An Ostern freuen wir uns an der frohen Botschaft: Der Tod hat verloren. Das Leben ist stärker. Gottes Liebe siegt! Wir feiern Auferstehung und glauben daran, dass auch wir eines Tages auferstehen werden. Und das gegen alle Besserwisser und Rationalisten und natürlich gegen alle logische Realität dieser Welt.
Das war noch nie leicht. Nicht mal in den ersten Tagen nach Jesu Auferstehung. Seit damals kennen wir ihn alle: den „zweifelnden Thomas“.
Ich kann mir nicht helfen, aber der Thomas, der ist mir sympathisch. Irgendwie ein Mann von heute. Lässt sich nicht einfach Sachen erzählen, die er nicht selbst gesehen hat. Ist ein kleiner Skeptiker und möchte einfach überzeugt werden.
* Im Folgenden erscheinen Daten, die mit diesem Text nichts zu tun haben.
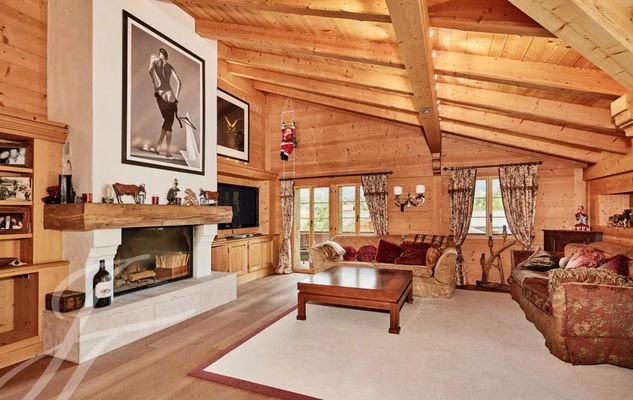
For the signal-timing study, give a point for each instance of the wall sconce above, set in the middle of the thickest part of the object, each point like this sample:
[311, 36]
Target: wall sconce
[410, 200]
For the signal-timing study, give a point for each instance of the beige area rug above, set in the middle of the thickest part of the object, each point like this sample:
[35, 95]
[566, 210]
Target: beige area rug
[476, 345]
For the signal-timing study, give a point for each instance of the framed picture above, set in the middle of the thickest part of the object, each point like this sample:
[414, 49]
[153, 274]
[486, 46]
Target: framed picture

Als »ungläubig« ist er in die Geschichte und Tradition des Christentums eingegangen. »Nicht sehen und doch glauben!« Über Generationen wurden diese Worte Jesu als Mahnung an ihn gelesen. So, als sei der Auferstandene fast etwas verschnupft gewesen über Thomas Wunsch, ihn zu sehen und seine Wundmale zu berühren. Was war aber eigentlich verwerflich daran, dass er den Auferstandenen mit eigenen Augen sehen wollte? Er wollte sich selbst ein Bild machen. Den Dingen eben auf den Grund gehen und nicht blind den Aussagen der anderen vertrauen.
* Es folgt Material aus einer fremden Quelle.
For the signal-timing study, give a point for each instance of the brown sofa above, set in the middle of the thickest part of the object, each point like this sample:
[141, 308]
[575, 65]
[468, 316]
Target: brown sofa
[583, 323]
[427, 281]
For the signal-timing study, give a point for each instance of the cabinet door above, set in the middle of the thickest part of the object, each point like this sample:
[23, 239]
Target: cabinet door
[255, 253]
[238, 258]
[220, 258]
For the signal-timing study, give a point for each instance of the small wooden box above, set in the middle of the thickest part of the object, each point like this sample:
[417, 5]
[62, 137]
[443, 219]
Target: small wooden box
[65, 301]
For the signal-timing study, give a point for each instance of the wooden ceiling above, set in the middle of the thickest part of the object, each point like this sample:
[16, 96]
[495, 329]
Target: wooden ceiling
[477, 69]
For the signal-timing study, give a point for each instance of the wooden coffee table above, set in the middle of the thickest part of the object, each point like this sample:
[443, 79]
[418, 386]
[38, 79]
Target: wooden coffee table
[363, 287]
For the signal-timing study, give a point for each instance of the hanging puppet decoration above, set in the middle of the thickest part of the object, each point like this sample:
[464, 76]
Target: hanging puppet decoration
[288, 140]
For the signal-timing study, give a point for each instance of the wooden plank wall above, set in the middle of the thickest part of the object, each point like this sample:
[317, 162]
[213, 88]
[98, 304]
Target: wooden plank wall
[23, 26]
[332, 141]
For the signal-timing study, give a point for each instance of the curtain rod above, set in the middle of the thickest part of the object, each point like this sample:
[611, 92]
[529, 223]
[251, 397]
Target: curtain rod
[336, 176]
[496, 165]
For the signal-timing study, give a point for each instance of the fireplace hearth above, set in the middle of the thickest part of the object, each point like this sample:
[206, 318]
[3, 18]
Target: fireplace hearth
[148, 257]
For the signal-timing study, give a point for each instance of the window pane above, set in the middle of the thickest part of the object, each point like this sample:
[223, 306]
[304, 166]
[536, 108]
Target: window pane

Ich finde: Keiner muss sich seiner Fragen schämen. Oder diese Fragen verdrängen, wegschieben. Wer überhaupt noch fragt, wer zweifelt und um Antworten ringt, der oder die ist doch an einer Sache oder einer Person wirklich interessiert. Ich finde, das zeigt seine Haltung nach dem Ostertag ganz deutlich. Ja, es kann heilsam sein, seine Zweifel offen auszusprechen. Und Vertrauen zögernd, tastend zu gewinnen.
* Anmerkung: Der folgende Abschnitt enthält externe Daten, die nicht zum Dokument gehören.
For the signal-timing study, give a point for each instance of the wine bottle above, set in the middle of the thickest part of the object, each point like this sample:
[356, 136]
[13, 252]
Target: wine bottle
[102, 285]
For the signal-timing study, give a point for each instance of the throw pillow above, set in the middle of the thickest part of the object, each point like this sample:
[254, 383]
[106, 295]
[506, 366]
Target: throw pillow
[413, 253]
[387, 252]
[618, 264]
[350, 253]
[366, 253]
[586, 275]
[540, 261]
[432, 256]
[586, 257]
Ich ziehe den Hut vor Thomas. „Danke für deine Ehrlichkeit. Dein Ringen. Deine Sehnsucht, glauben zu wollen und es doch – zumindest vorerst – nicht zu können.“
Wie gut, dass Johannes die Begegnung von Thomas mit dem auferstandenen Jesus in seinem Evangelium erzählt. Sie ist tröstlich. Und auch vorbildlich.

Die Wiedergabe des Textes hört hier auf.